# Did Chrysler really invent the minivan?



## beefers1 (Aug 23, 2007)

It seems many people think so, but I recall there has been many similar vehicles before the Caravan/Voyager. One of the better-known ones was the Nissan Prairie (known as the Multi in Canada and the Stanza in the US), introduced in 1981, and though considerable smaller than the Chrysler vans, had all the characteristics of one, including dual sliding doors (something Chrysler vans didn't have until 1996!), seating for 6/7, and folding rear seat. So shouldn't that, or even some vehicles before that one that had similar characteristics, be considered the first minivans?


----------



## oldmn (Oct 16, 2005)

That should be the first American Mini van.
There have been mini and micro vans in other countries for years.


----------



## beefers1 (Aug 23, 2007)

yes, but chrysler claims it has INVENTED the minivan. weird...


----------



## suprafly (Jul 1, 2006)

I would give them credit. They still obviously filled a hell of a nitch and that was one of the things that brought them out of the huge slump they were in at the time. I would consider the stanza to be more of a wagon type car.
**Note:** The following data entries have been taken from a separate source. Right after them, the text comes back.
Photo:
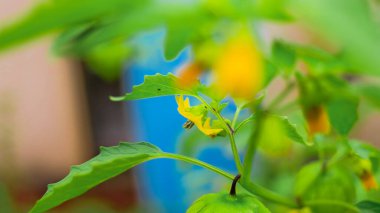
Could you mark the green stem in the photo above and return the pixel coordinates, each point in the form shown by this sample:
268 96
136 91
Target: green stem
249 186
268 195
332 202
280 97
236 116
252 146
288 106
199 163
244 122
230 133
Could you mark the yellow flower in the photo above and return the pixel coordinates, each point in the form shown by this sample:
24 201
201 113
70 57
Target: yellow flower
317 120
184 109
239 68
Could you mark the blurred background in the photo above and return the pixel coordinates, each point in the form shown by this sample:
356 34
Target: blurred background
55 112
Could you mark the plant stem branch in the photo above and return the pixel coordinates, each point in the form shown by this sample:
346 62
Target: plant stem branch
199 163
244 122
252 146
230 132
249 186
236 116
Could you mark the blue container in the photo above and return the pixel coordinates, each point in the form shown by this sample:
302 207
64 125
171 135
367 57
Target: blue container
157 121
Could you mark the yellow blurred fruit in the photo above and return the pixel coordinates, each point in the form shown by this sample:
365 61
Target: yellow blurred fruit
317 120
238 69
189 74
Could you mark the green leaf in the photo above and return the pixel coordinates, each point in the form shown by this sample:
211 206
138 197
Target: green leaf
305 177
177 38
364 150
335 20
283 55
277 134
155 86
107 60
291 130
55 15
271 72
111 162
370 93
367 206
343 114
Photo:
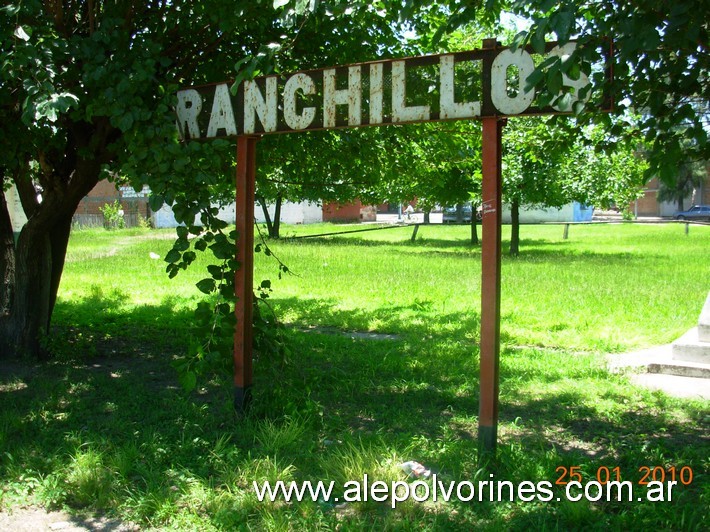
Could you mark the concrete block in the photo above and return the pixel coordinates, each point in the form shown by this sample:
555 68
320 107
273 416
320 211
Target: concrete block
704 322
689 348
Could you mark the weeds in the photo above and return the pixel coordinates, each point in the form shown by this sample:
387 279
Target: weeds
106 425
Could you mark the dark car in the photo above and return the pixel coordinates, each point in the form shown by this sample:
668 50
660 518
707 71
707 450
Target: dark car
696 212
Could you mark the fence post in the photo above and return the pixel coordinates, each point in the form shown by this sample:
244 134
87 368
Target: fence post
414 233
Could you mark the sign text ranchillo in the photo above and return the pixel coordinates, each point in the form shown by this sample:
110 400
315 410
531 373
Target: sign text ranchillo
452 86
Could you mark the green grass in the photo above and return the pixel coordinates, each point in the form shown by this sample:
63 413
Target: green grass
105 427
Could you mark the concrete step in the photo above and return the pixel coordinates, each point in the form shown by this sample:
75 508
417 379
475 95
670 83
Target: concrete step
681 369
689 348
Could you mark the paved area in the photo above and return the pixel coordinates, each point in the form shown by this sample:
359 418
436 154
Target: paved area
638 362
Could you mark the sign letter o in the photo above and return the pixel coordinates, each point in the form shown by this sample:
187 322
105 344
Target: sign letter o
499 84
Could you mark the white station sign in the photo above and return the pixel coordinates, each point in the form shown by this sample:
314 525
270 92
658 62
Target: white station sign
455 86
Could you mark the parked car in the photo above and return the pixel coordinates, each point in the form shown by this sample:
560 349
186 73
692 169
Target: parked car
449 215
696 212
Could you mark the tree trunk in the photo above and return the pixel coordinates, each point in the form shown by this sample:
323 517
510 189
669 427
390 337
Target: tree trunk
267 216
7 257
514 228
459 213
276 226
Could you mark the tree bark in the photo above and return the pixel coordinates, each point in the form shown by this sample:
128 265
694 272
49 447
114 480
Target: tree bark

We had a plymouth voyager while I was growing up and loved it, except for the horrible head gasket problems.


----------



## beefers1 (Aug 23, 2007)

yes, but the stanza has all the properties of a van (dual sliding doors, seating for 7, folding rear seats, like I said above), it's just smaller.


----------



## dai (Jul 2, 2004)

the minivan was a model of the morris mini minor from the late 50's early 60's


----------